By: | Post date: 2017-05-23 | Comments: No Comments
Posted in categories: Culture, Modern Greek

I had a wonderful comment about this in a similar post, and because it was a comment and not a post, and because Quora has a very recalcitrant notion of what should be searchable, I can’t find it.

My fellow Greeks Nikos Anagnostou, Yiannis Papadopoulos, Bob Hannent, Konstantinos Konstantinides, Pieter van der Wilt, have all illuminated different facets of this question:

  • Greeks are small-scale entrepreneurs: they get family-sized operations, not big business (Nikos, Bob, Pieter)
  • Greeks are culturally suspicious of big business (Nikos)
  • Greece is choking in bureaucracy, which is self-perpetuating (Bob)
  • Greeks want a cushy public sector job rather than a risky private enterprise job, and patronage rather than risk (Konstantinos)
  • The Greeks who were truly enterprising left the country (Yiannis)

The Greeks who get out of Greece, and aren’t dragged down by the unenterprising culture of their fellow Greeks, do prosper. But they don’t prosper immediately: it takes a generational shift. In Australia, I have a cousin who is doing haute couture and has just moved to LA, and a cousin who owns a chain of McDonalds franchises; but they are second generation. Their parents? Small business owners, the lot of them.

(And yes, I’m an academic manqué turned civil servant, but God knows, my parents were pushing me to be a lawyer.)

In Greece? My uncle in Salonica, who has passed on, was a civil servant in the Electricity Company. One of his sons has been unemployed for six years; his estranged brother is an accountant. As an accountant, he’s one of the few of my cousins who’s financially on the way up.

When he got into the private sector, my uncles’ and aunts’ reaction was one of dismay. (You got it: more than half are civil servants, and the rest are small businesspeople.) “Oh, poor [Redacted]! Having to slave away 9–5! Why couldn’t his father have provided for him while he was still alive, and gotten him a decent job in the public sector!”

I’ve discussed where that attitude came from with friends, and I think even with Dimitra Triantafyllidou here. (Would that I could find that comment here.) Some of it is longstanding, but some of it is more recent—the gates into the civil service were flung open by the Socialists in the ’80s, and made it a default choice in society.
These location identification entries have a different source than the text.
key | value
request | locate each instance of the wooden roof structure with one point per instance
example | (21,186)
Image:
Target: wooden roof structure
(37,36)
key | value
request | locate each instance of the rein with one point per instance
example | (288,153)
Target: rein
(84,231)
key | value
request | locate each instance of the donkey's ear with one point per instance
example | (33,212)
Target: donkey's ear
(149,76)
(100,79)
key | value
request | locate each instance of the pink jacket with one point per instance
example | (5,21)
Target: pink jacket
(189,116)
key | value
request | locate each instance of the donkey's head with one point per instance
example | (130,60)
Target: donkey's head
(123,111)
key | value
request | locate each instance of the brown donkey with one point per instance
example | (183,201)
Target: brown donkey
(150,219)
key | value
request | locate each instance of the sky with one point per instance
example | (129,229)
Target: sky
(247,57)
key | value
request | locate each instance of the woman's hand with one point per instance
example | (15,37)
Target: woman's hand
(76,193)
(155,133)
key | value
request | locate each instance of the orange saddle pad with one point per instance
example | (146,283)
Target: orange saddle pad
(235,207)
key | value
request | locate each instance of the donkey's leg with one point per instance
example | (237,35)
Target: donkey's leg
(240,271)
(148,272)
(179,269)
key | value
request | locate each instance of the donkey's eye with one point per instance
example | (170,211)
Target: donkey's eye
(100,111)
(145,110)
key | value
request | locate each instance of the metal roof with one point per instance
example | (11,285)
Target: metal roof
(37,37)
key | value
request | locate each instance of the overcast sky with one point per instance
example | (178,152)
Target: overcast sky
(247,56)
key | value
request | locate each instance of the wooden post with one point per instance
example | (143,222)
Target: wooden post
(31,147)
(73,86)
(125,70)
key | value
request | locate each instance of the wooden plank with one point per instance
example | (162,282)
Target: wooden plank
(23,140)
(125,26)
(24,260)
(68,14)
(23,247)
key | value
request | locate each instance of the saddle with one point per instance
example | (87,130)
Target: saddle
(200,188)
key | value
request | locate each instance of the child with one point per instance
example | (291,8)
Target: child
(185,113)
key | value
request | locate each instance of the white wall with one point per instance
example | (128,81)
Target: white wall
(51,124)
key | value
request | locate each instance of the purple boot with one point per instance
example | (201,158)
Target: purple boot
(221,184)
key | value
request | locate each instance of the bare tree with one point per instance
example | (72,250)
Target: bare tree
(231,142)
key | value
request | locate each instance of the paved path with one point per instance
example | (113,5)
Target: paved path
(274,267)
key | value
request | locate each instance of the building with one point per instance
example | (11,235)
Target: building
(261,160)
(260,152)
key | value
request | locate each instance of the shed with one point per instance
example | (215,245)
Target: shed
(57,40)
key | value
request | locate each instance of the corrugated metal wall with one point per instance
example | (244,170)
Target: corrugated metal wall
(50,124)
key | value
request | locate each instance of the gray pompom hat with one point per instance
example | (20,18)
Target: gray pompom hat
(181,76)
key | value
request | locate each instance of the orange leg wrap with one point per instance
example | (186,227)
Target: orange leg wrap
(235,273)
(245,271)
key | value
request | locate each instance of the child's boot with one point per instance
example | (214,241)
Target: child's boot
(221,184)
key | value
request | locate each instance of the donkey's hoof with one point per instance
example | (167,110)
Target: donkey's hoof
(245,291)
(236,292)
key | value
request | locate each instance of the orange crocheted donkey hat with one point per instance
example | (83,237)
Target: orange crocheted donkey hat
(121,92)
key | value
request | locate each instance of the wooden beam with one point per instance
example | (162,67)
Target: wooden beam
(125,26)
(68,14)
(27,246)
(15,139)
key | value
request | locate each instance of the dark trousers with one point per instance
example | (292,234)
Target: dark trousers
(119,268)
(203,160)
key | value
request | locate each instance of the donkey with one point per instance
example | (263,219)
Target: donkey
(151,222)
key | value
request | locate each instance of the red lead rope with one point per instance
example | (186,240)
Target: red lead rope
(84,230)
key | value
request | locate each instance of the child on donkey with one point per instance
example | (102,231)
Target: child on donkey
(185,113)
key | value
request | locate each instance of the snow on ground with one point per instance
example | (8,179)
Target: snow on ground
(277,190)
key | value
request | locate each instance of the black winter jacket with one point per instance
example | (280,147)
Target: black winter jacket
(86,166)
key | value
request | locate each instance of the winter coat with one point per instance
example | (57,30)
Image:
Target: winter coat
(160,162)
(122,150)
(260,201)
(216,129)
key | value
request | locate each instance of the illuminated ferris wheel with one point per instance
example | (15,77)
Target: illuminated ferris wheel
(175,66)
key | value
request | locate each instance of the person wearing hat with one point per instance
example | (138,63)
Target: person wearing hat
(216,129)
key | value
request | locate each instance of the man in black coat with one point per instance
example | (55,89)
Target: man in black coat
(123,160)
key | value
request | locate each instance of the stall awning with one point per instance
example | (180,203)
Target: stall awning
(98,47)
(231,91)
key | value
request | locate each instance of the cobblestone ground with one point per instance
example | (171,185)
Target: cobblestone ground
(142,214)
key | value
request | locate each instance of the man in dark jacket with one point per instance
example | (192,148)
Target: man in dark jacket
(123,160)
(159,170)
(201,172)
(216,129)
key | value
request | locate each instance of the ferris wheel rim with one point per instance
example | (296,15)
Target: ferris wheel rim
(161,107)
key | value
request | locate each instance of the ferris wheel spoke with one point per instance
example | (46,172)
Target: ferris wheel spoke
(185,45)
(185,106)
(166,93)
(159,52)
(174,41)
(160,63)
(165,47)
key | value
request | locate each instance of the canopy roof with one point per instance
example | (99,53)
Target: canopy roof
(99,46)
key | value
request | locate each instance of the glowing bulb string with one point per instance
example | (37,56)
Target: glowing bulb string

I may have been impressionable in my view of this (I know Achilleas Vortselas was more sceptical in that comment thread); but a revelation to me, during my last two visits to Greece, was that the only relative I met who expressed any interest in what my life was like in Australia was my cousin’s husband, who was the one remaining farmer in the family. It made sense to me that a farmer (who was doing well out of subsidies, and had bought up more land and property) would have kept that sense of enterprise which his civil servant relatives had lost. And that that sense of enterprise should be aligned to a sense of curiosity about the world, which his more complacent relatives had lost.